Anyone with a high schooler in their orbit knows that students now want everything they own with them all of the time. Books, phones, water bottles, headphones, laptops, tablets, snacks, coats, extra shoes. Where students used to swap out textbooks between classes, they now navigate the halls bent over by jam-packed backpacks like Himalayan Sherpas shuffling along without a base camp.

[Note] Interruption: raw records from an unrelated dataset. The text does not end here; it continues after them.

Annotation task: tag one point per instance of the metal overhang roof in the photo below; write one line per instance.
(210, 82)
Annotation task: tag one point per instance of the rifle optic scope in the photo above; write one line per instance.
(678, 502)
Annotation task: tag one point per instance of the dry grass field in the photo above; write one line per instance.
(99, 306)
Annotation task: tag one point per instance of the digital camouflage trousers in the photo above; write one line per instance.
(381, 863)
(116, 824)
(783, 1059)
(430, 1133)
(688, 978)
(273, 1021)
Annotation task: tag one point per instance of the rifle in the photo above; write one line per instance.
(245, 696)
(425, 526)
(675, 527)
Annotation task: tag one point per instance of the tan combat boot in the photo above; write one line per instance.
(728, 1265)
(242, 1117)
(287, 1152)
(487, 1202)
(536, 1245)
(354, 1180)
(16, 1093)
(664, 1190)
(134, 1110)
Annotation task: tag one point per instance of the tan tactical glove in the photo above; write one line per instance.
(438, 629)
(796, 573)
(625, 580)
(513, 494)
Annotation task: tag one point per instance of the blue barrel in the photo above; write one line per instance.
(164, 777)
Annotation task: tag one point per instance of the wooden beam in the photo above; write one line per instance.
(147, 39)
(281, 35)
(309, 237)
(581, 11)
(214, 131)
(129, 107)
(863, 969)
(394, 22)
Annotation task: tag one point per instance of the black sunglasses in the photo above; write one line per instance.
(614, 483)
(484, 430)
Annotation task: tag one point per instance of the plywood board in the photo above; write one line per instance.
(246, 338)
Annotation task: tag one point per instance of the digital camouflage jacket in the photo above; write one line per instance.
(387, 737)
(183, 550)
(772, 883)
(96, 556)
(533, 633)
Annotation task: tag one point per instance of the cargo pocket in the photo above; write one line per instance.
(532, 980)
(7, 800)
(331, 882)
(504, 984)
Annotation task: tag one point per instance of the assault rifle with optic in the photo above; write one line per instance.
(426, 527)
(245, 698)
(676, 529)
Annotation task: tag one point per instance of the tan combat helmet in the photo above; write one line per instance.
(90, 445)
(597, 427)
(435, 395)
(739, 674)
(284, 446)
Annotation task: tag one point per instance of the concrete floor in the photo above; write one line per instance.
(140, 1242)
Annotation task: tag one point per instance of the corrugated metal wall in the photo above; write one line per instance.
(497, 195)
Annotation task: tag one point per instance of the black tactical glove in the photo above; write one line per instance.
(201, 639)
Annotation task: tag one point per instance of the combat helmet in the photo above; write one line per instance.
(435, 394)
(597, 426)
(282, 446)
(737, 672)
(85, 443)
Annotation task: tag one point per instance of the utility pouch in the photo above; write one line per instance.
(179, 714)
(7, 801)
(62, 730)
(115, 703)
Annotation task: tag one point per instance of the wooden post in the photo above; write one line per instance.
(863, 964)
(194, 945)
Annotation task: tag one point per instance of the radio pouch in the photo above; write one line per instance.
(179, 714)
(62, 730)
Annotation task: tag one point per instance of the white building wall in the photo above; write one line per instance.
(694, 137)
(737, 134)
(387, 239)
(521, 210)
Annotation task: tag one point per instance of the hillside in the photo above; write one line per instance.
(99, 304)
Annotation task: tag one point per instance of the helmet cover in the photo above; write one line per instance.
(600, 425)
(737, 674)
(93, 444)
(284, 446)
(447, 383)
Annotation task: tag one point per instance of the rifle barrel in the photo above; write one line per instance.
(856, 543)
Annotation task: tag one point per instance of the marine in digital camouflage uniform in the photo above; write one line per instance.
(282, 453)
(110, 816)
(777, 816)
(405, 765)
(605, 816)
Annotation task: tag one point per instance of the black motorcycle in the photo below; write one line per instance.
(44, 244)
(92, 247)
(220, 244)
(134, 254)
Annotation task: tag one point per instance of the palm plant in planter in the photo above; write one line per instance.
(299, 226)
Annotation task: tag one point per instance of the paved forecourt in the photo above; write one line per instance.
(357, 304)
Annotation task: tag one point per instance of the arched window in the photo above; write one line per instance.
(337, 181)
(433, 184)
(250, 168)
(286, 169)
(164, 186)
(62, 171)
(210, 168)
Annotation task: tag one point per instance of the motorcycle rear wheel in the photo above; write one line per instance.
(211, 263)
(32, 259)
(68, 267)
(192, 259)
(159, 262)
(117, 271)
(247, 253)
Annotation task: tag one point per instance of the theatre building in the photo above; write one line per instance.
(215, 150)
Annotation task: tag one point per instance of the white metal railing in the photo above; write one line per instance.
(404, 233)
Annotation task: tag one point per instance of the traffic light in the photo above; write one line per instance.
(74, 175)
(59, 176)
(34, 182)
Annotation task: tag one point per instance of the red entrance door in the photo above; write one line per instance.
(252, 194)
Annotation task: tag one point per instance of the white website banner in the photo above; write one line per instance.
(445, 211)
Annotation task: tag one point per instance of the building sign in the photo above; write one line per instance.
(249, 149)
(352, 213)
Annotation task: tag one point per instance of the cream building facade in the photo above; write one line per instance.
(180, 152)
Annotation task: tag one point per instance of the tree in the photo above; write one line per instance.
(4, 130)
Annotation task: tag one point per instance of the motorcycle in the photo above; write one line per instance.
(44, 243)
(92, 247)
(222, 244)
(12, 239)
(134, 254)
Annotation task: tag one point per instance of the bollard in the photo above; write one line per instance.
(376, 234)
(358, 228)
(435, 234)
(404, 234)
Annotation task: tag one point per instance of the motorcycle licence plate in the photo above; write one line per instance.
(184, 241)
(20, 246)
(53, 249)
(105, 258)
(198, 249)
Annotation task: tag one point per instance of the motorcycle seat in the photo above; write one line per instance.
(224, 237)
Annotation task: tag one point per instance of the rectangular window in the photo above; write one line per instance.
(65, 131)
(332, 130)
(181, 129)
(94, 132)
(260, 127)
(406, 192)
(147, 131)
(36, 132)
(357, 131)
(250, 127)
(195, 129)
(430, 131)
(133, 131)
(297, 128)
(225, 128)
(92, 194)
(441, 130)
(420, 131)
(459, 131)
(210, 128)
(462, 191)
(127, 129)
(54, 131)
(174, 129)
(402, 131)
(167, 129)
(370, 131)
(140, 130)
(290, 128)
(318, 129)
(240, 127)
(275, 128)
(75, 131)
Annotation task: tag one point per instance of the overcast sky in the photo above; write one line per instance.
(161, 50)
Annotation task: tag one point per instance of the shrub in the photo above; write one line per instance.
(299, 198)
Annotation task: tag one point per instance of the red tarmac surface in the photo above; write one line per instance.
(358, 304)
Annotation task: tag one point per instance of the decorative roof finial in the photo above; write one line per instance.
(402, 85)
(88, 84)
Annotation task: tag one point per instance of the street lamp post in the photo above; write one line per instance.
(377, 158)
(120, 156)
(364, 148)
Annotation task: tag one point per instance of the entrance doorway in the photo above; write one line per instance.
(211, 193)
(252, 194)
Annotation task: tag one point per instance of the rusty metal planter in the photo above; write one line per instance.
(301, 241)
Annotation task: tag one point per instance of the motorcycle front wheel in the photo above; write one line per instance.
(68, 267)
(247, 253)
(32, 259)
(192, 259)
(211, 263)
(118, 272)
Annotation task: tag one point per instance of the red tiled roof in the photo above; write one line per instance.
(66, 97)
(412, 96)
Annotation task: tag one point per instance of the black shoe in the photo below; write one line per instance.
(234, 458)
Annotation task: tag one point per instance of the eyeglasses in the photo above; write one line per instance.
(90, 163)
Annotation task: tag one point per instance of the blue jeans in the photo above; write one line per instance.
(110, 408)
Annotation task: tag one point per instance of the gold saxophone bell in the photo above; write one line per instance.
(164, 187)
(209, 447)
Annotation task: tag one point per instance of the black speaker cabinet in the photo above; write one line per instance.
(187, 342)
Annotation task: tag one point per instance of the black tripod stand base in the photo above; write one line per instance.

This carryall approach probably ensures a steady stream of patients for chiropractors, and it bewilders parents who don't understand why their kids can't just use an assigned locker to store their stuff.
"The high school experience has evolved where learning is anytime, anyplace," said Ann Bonitatibus, principal at Thomas Jefferson High School in Fairfax County, where most of the school's individual lockers were removed during a renovation last year. "The more that our campuses are like that, the more inclined our students are to have their materials with them at all times and all places so that way they're learning at lunch, at 20-minute break periods or between classes."

Thomas Jeffson High School in Fairfax is a magnet school for science and tech, so it is not implausible that "moles and trolls" martyrdom chic has over-run the campus -- i.e. students signal their nerdcore perseverance and struggle through the real burden of a bag full of books, the fuller the better.

In the other schools, is the work load so high that historically available moments of respite have been captured by the curriculum?